Protéger la flore et éviter les infections

Une muqueuse hydratée et un pH acide protecteur réduisent le risque d’irritations et d’infections à répétition.

Intimité

Préserver sa vie intime

Traiter la sécheresse, c’est aussi prévenir les douleurs pendant les rapports et préserver le plaisir.

Vigilance

Quand consulter

Consultez en cas de saignements, de douleurs intenses, de pertes ou d’odeurs inhabituelles, ou si la sécheresse persiste malgré les soins : un traitement local (œstrogènes) peut être indiqué.

Vos questions sur la sécheresse intime

  • C'est très fréquent : la baisse des œstrogènes amincit et assèche la muqueuse. C'est l'un des signes du syndrome génito-urinaire de la ménopause. Fréquent ne veut pas dire qu'il faut le subir : il existe des solutions efficaces.

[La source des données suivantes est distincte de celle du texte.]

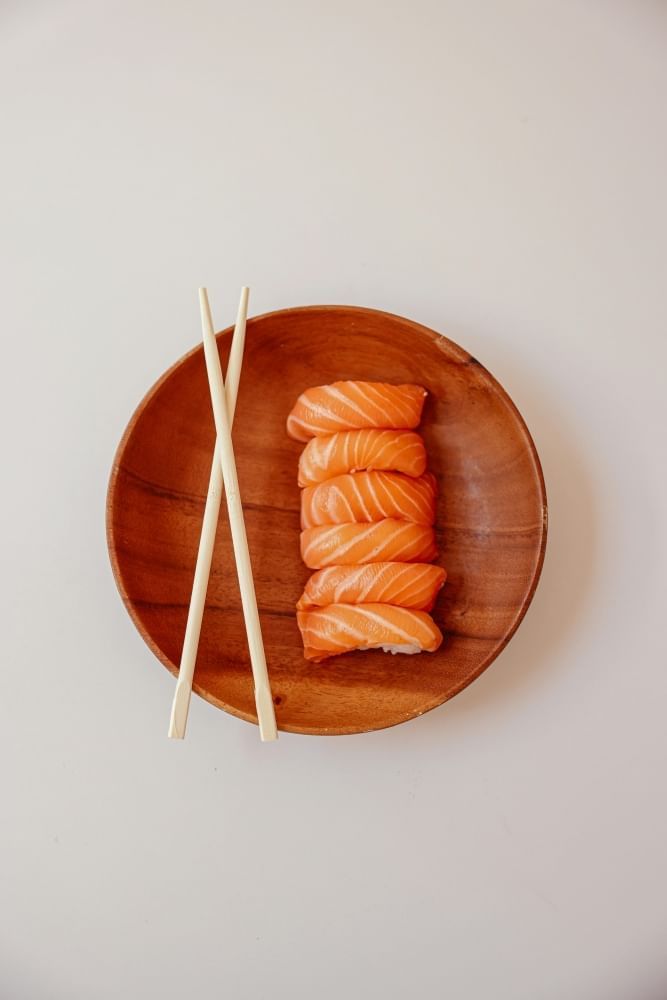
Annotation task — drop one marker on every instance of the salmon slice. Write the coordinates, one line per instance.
(369, 496)
(341, 628)
(349, 451)
(408, 585)
(381, 541)
(343, 406)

  • Le lubrifiant agit sur le moment, surtout pour les rapports. L’hydratant intime s’utilise régulièrement et réhydrate la muqueuse dans la durée. Les deux sont complémentaires.

  • Pour une sécheresse légère à modérée, hydratation régulière, hygiène douce et soutien de la flore suffisent souvent à retrouver le confort. En cas de sécheresse marquée ou persistante, un avis médical permet d'envisager un traitement local.

  • Oui. Une muqueuse sèche et un pH déséquilibré fragilisent la barrière naturelle et peuvent favoriser irritations, mycoses ou cystites. Hydrater et soutenir la flore aide à prévenir ces désagréments.

  • Consultez en cas de saignements, douleurs importantes, pertes ou odeurs inhabituelles, ou si la sécheresse persiste malgré les soins. Ces conseils ne remplacent pas un avis médical (recommandations NAMS / The Menopause Society).